The Thai authorities should allow Rohingya to seek migrant worker status, which would permit them to work and move freely. Because Burma’s government discriminates against the Rohingya, denying them Burmese nationality, Thailand should waive the nationality verification program requirement for migrant worker status.
“The Rohingya have fled horrific abuses in Burma that would put many at risk were they to return home,” Adams said. “Instead of sticking them in border camps or immigration lockups, the Thai government should consider allowing the Rohingya to remain, work, and live under temporary protection.”
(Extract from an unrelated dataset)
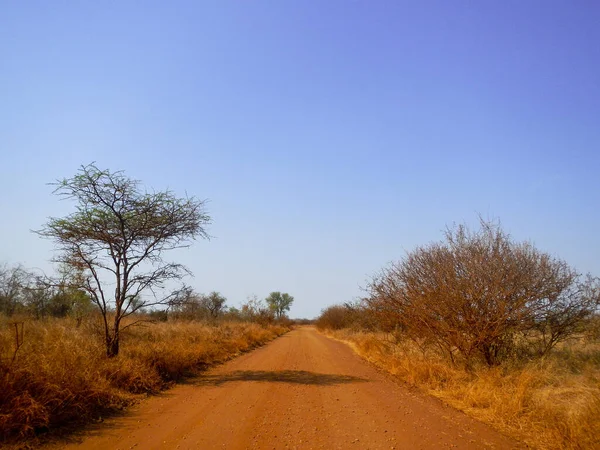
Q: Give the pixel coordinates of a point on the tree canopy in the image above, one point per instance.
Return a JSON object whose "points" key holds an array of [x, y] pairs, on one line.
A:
{"points": [[117, 237], [279, 303]]}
Background: Thai policy not “helping on”
For years, thousands of ethnic Rohingya from Burma’s Arakan State have set sail to flee persecution by the Burmese government. The situation significantly worsened following sectarian violence in Arakan State in June 2012 between Muslim Rohingya and Buddhist Arakanese, which displaced tens of thousands of Rohingya from their homes. In October 2012, Arakanese political and religious leaders and state security forces committed crimes against humanity in a campaign of “ethnic cleansing” against the Rohingya. During the so-called “sailing season” between October 2012 and March 2013, more than 35,000 Rohingya are believed to have fled the country. International pressure on Thailand to provide temporary protection to Rohingya arriving on its shores resulted in the current detention policy. Since January, more than 1,800 Rohingya have been sent to immigration detention centers and government shelters. However, many thousands more have been intercepted at sea by Thai officials and either redirected to Malaysia or allegedly handed over to people smugglers and human traffickers who demand payment to release them and send them onwards.
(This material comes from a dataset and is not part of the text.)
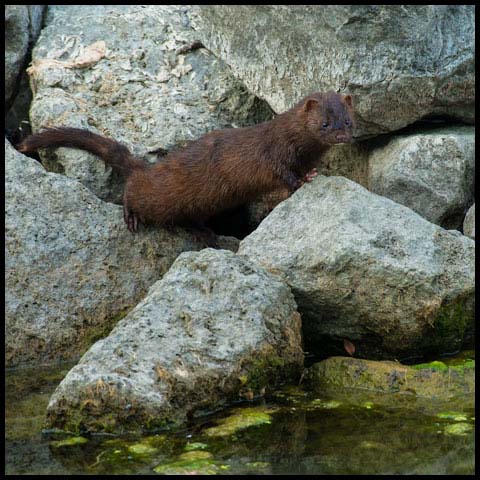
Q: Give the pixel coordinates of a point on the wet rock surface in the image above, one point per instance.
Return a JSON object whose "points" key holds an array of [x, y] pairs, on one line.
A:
{"points": [[215, 328]]}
Thailand’s misnamed “help on” policy towards small boats carrying Rohingya has failed to provide Rohingya asylum seekers with the protections required under international law, and in some cases significantly increased their risk. Under this policy, the Thai navy intercepts Rohingya boats that come close to the Thai coast and supposedly provides them with fuel, food, water, and other supplies on the condition that the boats continue onward to Malaysia or Indonesia. Instead of helping or providing protection, the “help on” policy either pushes ill-equipped boats of asylum seekers onwards at sea, or sees them handed over to people smugglers who promise to send the Rohingya onwards for a price, and hand over those unable to pay to human traffickers.
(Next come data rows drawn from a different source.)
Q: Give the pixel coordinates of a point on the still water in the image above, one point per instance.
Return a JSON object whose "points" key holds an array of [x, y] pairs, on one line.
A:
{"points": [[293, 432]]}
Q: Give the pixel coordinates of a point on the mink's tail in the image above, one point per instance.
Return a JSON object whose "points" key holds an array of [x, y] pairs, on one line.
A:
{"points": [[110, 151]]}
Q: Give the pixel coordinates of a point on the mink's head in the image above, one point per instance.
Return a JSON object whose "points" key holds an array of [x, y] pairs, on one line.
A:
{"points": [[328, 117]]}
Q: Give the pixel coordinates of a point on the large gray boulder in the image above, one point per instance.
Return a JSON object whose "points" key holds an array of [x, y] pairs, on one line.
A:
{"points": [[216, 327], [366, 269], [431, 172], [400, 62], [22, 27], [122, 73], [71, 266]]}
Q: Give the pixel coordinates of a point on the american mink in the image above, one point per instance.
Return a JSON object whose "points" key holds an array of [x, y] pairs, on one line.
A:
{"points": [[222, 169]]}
Under the Universal Declaration of Human Rights, everyone has the right to seek asylum from persecution. While Thailand is not a party to the 1951 Refugee Convention, under customary international law the Thai government has an obligation of “non-refoulement” – not to return anyone to places where their life or freedom would be at risk. In its “Guidelines on Applicable Criteria and Standards Relating to the Detention of Asylum Seekers,” the Office of the United Nations High Commissioner for Refugees (UNHCR) reaffirmed the basic human right to seek asylum and stated that “[a]s a general rule, asylum seekers should not be detained.” The UNHCR guidelines also state that detention should not be used as a punitive or disciplinary measure, or as a means of discouraging refugees from applying for asylum.
Human Rights Watch urged the Thai government to work closely with UNHCR, which has the technical expertise to screen for refugee status and the mandate to protect refugees and stateless people. Effective UNHCR screening of all Rohingya boat arrivals would help the Thai government determine who is entitled to refugee status.